Food
Bee Wilson on Picasso's love of sausages and beans
Published 26 August 2002
Like his women, Picasso's apples are splayed open, chopped around
Picasso was such a voracious artist, and such a terrible show-off, that he made art even when relaxing at his favourite Paris restaurant, Le Catalan. All he needed was a paper tablecloth and some wine, mustard or coffee. "With these," he said, "I have yellow, brown and black."
In later life, he often boasted that as a child, his native ability matched that of Raphael. He wanted everyone to be sure that he chose cubism not because he had failed at figurative art - he was a craftsman as well as an inventor and a revolutionary. It was true. The teenage Picasso was indeed a craftsman - an olive presser in Spain, to be precise, doing back-breaking work and watching green nectar ooze out of black fruit. This oil was the basis of all his childhood foods, whether rice with saffron, golden tortillas or babas, the doughnuts his mother made for him on special occasions from a dough of eau-de-vie, flour, anise, sugar and oil, fried in more oil and soaked in warm honey.
The food Picasso enjoyed all his long life was the cuisine of Spain and Catalonia, pungent and hearty (though he ate it in disciplined quantities). In the Pyrenees, he loved hunting for partridge, thrush and hare to throw in to a traditional cocido, a cassoulet-like stew made with chickpeas and piquant chorizo. With Fernande Olivier, his mistress during his "blue" era, he ate garlicky Catalan tripe and "rata" with cabbage, beans and bacon. When asked to sum up the failure of his marriage to Olga Khokhlova, a fastidious Russian ballerina from a good family, he replied, "Olga loves tea, cakes and caviar. And me? I love Catalan sausages and beans."

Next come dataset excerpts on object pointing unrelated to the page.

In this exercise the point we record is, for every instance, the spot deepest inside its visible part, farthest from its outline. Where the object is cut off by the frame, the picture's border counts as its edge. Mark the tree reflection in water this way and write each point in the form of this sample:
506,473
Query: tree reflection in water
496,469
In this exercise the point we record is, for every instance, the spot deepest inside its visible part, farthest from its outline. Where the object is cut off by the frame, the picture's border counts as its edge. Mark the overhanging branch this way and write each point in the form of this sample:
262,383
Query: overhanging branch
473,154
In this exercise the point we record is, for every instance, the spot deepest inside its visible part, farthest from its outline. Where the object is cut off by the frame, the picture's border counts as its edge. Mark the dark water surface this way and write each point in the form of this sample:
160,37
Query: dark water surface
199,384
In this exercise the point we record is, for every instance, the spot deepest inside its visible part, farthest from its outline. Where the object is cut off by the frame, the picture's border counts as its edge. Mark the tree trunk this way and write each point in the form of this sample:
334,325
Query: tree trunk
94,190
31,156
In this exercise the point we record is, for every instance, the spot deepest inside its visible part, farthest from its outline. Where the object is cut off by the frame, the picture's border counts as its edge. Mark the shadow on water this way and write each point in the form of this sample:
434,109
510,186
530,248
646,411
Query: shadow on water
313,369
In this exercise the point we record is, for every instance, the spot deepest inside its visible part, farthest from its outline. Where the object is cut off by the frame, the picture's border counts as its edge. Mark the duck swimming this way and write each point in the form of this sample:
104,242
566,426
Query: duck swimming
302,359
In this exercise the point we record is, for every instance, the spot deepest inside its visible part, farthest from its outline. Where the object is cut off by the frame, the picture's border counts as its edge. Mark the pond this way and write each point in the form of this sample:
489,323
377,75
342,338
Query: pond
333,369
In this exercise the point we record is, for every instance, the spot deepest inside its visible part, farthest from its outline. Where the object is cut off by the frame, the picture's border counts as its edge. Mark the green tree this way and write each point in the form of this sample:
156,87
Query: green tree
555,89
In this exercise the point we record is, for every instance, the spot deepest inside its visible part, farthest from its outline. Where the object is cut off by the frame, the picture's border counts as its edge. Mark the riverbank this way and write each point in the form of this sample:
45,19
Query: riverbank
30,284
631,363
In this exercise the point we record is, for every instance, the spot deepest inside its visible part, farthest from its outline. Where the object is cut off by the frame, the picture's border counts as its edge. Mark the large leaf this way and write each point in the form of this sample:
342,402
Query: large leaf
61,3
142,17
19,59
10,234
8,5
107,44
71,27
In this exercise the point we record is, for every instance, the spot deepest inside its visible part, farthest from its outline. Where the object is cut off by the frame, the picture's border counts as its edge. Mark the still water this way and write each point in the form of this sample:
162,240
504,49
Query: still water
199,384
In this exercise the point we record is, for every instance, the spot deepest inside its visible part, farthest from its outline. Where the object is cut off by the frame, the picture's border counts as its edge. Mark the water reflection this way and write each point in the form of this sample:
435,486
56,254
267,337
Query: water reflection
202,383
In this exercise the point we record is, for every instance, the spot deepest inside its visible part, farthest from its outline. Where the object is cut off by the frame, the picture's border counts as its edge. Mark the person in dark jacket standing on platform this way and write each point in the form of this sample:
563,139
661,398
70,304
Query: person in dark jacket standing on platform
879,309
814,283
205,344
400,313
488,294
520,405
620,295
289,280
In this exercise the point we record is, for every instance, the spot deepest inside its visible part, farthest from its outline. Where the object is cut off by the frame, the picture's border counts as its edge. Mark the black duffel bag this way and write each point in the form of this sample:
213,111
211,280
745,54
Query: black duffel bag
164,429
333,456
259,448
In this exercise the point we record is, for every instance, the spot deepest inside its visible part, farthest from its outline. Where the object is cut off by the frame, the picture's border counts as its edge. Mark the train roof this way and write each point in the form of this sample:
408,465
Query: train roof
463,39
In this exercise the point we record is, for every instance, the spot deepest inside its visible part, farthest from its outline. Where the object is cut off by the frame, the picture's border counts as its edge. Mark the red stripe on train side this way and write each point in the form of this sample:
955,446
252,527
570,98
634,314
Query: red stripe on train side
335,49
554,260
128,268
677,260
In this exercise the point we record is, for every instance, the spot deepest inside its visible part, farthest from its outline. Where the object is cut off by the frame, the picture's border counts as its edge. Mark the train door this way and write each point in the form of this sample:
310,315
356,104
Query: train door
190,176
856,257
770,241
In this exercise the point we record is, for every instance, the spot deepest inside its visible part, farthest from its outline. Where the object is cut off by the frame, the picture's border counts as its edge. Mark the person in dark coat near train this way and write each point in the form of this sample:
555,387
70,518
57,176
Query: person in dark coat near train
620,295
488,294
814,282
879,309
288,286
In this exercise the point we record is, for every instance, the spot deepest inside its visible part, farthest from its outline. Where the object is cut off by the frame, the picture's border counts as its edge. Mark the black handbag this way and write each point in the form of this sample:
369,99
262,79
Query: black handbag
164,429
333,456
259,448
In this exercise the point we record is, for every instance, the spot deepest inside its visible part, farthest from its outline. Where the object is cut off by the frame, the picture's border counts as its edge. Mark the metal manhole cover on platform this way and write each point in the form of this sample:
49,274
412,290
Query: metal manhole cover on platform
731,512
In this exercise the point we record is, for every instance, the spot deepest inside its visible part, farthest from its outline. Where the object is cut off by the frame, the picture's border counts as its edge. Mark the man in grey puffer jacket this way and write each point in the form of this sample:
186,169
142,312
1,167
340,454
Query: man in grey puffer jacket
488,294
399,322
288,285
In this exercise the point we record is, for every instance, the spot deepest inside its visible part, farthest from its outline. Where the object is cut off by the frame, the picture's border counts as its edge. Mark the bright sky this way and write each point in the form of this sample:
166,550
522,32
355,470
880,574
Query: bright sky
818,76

Catalan dining left its mark on Picasso's art, too, notably in his many early pictures of the porron, or wine jug with a long pointed spout, whose contents should be poured in macho fashion direct from spout to mouth. Hams with forks and Catalonian bread would also creep into his distinctive still lifes, along with the more conventional apples, jam jars, oranges and lemons, painted in anything but the conventional style. Picasso's fruit never looks as serene as that of Matisse. Like his women, his apples are splayed open and chopped around. He excelled at depicting animated and disquieting foods: long blue and bulbous cuttlefish, sculpted wriggling fishes on a ceramic plate, menacing lobster claws. Eating seldom appears innocent in Picasso's art. Who but he would have recognised the hidden sexual aggression in men licking ice-cream cones?
Richard Dorment has recently observed that one difference between Picasso and Matisse was that Picasso had a sense of humour. If so, he certainly liked to show it at the dinner table. A hostess once made an opulent paella in his honour. At the end of the meal, she said to him: "Sir, you have not eaten much. Was it not to your liking?" Picasso replied: "Yes, yes, Madame, there was everything. The rice, crayfish, chicken, string beans, garlic, saffron . . ." She pressed him, "But then what was missing?" to which Picasso answered: "The cook, my dear Madame."
On another famous occasion, Alice B Toklas, the lover of Gertrude Stein, designed an artistic sea bass specially to "amuse" Picasso one lunchtime. The story is told in the wonderful Alice B Toklas Cookbook (Serif, £8.99). Once the fish was poached and cooled, Toklas covered it in "ordinary mayonnaise and, using a pastry tube, decorated it with a red mayonnaise, not coloured with catsup - horror of horrors - but with tomato paste". To complete the ensemble, she made a design with sieved, separated, hard-boiled egg, truffles and very finely chopped fines herbes. When he was shown this striped and colourful extravaganza, Picasso exclaimed at its beauty. "But," said he, "should it not have been made in honour of Matisse rather than me?"